Devant l’ampleur de la crise, Donald Trump a d’ailleurs annoncé jeudi que le gouvernement débloquerait des moyens financiers supplémentaires pour répondre à ce qu’il considère comme « une urgence nationale ». Les médecins américains prescrivent davantage d’opiacés que dans n’importe quel autre pays. Mais, selon des experts, ils ne sont pas les seuls à blâmer. « L’industrie pharmaceutique cible les médecins généralistes, ceux qui rencontrent le plus de gens en souffrance », a relevé Mike DeWine, ministre de la Justice de l’Ohio (nord), particulièrement touché par cette crise. « Je pense que, à coup sûr, ils ont été induits en erreur et qu’on leur a dit des choses fausses », a-t-il dit à l’AFP.

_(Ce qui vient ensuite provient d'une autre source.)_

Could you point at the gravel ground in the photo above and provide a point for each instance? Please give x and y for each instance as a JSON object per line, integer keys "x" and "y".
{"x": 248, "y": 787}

Les opiacés contre la douleur

Le problème remonte à une vingtaine d’années lorsque les médecins ont été incités à davantage prendre en compte la douleur des patients tandis que les laboratoires leur vantaient l’efficacité des analgésiques opiacés. Ainsi, des traitements destinés aux cas extrêmes ont progressivement été prescrits à des malades chroniques auparavant soignés avec des substances moins puissantes comme l’aspirine. Sans savoir que ces nouveautés étaient très addictives. « Des gens avec une simple rage de dent, ou après une chirurgie du genou ou du dos, ont été traités avec ces opiacés pendant trop longtemps ou avec des doses supérieures à leurs besoins », a relevé Robert Ware, chef de la police de Portsmouth (Ohio), considéré comme l’épicentre de la crise. A mesure que le nombre de dépendants augmentait, des « distributeurs de médocs » – cliniques dirigées par des médecins prescrivant des opiacés à quiconque pouvait payer – fleurissaient à travers le pays pour satisfaire la demande.  A Portsmouth, où l’industrie sidérurgique régnait autrefois en maître, M. Ware a vu ces « pill mills » devenir partie intégrante de l’économie locale, les accrocs des Etats voisins venant s’y approvisionner.  Les autorités locales ont fini par fermer ces endroits et arrêter les médecins. Le ministère américain de la Justice a récemment promis d’intensifier la chasse aux médecins et aux pharmaciens peu scrupuleux. Le président Donald Trump avait suspendu ses vacances mardi pour appeler à une mobilisation contre cet « immense problème ». « Personne n’est à l’abri de cette épidémie », avait-il prévenu. Mais pour le chef de la police de Portsmouth, « on ne peut pas régler ce problème à coup d’arrestations ».

Les groupes pharmaceutiques, « premiers responsables »

La ville a renforcé son offre de santé et son programme contre les addictions, se métamorphosant de paradis pour « pill mills » en refuge pour désintoxication. Avec des overdoses en baisse, à l’inverse du reste du pays, Portsmouth « est à l’avant-garde pour régler le problème », s’est réjoui M. Ware. Selon les estimations, la mortalité par overdoses a atteint un record en 2016 avec 60 000 décès, dont le chanteur Prince d’une surdose accidentelle au puissant Fentanyl. M. DeWine a ouvert un autre front: poursuivre le secteur pharmaceutique. D’après le Washington Post, au moins 25 Etats, villes et comtés ont fait de même. « Ces groupes pharmaceutiques sont les premiers responsables de cette épidémie de médicaments opiacés. Ils ont créé le problème. Il est temps qu’ils agissent pour aider à (le) résoudre », a-t-il dit. L’administration fédérale envisage une réduction de 20% l’an prochain de la production autorisée d’opiacés. Mais, s’il y a un déclin, les médecins ont remis près de 250 millions d’ordonnances pour des opiacés en 2013, selon les Centres de contrôles de la santé (CDC). « Les médecins n’ont pas encore totalement accepté leur rôle en tant que prescripteur individuel dans l’alimentation de cette épidémie », a estimé M. Clark.